Proteolytic fragmentation of Dictyostelium myosin and localization of the in vivo heavy chain phosphorylation site.

E. R. Kuczmarski*, L. Routsolias, L. M. Parysek

*Corresponding author for this work

Research output: Contribution to journalArticlepeer-review

3 Scopus citations

Abstract

Dictyostelium myosin was associated into dimers and small oligomers at very low ionic strength, filamentous at intermediate ionic strength, and monomeric in solution conditions of high ionic strength. These different associations were probed by fragmenting myosin with chymotrypsin, trypsin, or V-8 protease. All three proteases digested monomeric myosin giving rise to multiple fragments with a wide range of molecular weights.
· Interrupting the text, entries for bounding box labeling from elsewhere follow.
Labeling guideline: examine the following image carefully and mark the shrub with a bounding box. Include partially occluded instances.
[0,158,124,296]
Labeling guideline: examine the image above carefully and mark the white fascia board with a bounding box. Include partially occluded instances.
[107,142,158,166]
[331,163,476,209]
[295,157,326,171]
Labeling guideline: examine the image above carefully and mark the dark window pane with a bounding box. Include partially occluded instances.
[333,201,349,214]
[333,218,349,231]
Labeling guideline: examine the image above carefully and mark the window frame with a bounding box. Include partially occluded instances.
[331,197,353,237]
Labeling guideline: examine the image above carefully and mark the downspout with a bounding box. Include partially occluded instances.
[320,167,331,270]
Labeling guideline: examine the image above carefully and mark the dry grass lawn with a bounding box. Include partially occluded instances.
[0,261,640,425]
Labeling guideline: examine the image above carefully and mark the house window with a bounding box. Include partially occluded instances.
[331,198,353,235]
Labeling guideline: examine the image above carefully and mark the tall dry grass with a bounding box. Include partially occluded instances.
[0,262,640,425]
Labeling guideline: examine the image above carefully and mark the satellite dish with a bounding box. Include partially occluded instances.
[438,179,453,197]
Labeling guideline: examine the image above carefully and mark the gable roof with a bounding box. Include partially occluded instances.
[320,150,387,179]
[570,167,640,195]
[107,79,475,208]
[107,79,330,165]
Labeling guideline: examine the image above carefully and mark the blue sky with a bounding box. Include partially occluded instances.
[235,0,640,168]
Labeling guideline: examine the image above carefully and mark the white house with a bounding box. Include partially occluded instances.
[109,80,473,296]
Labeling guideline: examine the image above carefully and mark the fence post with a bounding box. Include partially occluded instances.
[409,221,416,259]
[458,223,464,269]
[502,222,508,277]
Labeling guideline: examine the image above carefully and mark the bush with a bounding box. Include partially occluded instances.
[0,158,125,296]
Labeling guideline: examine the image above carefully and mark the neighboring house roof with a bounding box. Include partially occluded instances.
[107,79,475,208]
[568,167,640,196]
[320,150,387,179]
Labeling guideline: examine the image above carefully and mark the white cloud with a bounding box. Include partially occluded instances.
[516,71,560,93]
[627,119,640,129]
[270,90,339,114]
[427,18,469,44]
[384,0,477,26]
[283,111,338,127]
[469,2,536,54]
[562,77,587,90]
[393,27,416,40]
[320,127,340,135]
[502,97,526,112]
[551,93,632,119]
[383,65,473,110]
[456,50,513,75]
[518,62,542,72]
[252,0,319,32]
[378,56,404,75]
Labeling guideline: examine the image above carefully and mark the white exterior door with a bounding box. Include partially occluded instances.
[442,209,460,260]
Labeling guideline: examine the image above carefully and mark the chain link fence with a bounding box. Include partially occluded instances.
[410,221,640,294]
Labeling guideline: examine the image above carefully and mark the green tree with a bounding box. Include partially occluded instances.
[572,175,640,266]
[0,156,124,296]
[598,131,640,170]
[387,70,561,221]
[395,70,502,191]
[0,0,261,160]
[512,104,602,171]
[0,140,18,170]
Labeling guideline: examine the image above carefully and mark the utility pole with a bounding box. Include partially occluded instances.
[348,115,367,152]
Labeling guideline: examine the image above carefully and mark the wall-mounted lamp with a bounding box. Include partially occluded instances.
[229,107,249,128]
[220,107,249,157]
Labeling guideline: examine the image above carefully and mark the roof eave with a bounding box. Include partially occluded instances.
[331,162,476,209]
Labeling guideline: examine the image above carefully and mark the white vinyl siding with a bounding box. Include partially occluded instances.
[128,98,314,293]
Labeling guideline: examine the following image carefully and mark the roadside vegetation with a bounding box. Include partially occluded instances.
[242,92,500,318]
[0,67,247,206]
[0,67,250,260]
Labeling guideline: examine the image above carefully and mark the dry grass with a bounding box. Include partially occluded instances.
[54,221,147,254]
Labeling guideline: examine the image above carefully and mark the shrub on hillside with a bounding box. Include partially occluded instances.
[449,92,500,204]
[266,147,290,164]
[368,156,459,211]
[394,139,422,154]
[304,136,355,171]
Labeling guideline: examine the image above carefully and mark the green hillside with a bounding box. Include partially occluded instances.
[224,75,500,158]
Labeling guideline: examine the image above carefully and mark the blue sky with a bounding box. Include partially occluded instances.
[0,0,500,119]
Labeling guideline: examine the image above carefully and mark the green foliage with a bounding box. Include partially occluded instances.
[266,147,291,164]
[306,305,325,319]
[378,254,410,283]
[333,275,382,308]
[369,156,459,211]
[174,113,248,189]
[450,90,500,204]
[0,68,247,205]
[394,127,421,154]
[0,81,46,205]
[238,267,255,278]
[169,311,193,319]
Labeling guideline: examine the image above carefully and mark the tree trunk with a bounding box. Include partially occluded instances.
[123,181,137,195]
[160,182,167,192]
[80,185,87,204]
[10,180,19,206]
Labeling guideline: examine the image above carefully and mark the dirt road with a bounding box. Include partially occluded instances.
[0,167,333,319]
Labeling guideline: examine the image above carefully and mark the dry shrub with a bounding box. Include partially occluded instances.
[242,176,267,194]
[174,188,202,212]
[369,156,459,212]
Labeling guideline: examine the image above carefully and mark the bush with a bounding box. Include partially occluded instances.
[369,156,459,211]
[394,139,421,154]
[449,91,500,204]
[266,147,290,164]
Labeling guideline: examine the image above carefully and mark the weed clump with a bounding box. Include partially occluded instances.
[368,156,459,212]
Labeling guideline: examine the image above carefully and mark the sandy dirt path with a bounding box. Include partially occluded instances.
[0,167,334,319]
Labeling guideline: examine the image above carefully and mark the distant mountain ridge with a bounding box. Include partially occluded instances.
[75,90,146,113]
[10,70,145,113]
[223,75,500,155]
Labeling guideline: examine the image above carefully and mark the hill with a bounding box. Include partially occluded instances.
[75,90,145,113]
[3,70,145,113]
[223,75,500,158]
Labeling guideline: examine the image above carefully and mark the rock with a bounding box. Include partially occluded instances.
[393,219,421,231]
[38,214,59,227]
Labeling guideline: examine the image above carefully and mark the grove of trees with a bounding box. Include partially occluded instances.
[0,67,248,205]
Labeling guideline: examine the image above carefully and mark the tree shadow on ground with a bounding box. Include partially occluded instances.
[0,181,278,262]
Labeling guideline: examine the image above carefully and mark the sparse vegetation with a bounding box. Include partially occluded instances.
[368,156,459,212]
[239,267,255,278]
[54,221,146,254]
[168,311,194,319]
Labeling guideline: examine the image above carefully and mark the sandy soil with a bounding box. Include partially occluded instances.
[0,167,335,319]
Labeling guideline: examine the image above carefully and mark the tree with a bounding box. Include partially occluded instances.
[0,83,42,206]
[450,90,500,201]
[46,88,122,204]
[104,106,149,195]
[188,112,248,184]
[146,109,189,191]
Filamentous myosin was not digested by the V-8 protease, was preferentially cleaved at a single site in the middle of the heavy chain by chymotrypsin, and was cleaved at several sites by trypsin. If the reaction was carried out in very low ionic strength, however, two of these proteases generated stable fragments of high molecular weight. Electron microscopic analysis of these stable fragments showed that tails were shorter than in intact myosin, indicating that the cleavage sites were in the rod portion of the molecule. Under the same conditions of enzymatic digestion, myosin that had been radio labeled in vivo with 32P was analyzed by SDS-PAGE and autoradiography. By comparing the state of phosphorylation and the size of the stable fragments, it was determined that the heavy chain phosphorylation site was located between 55 and 70 kD from the tip of the myosin tail, near a region where the tail displayed sharp bends.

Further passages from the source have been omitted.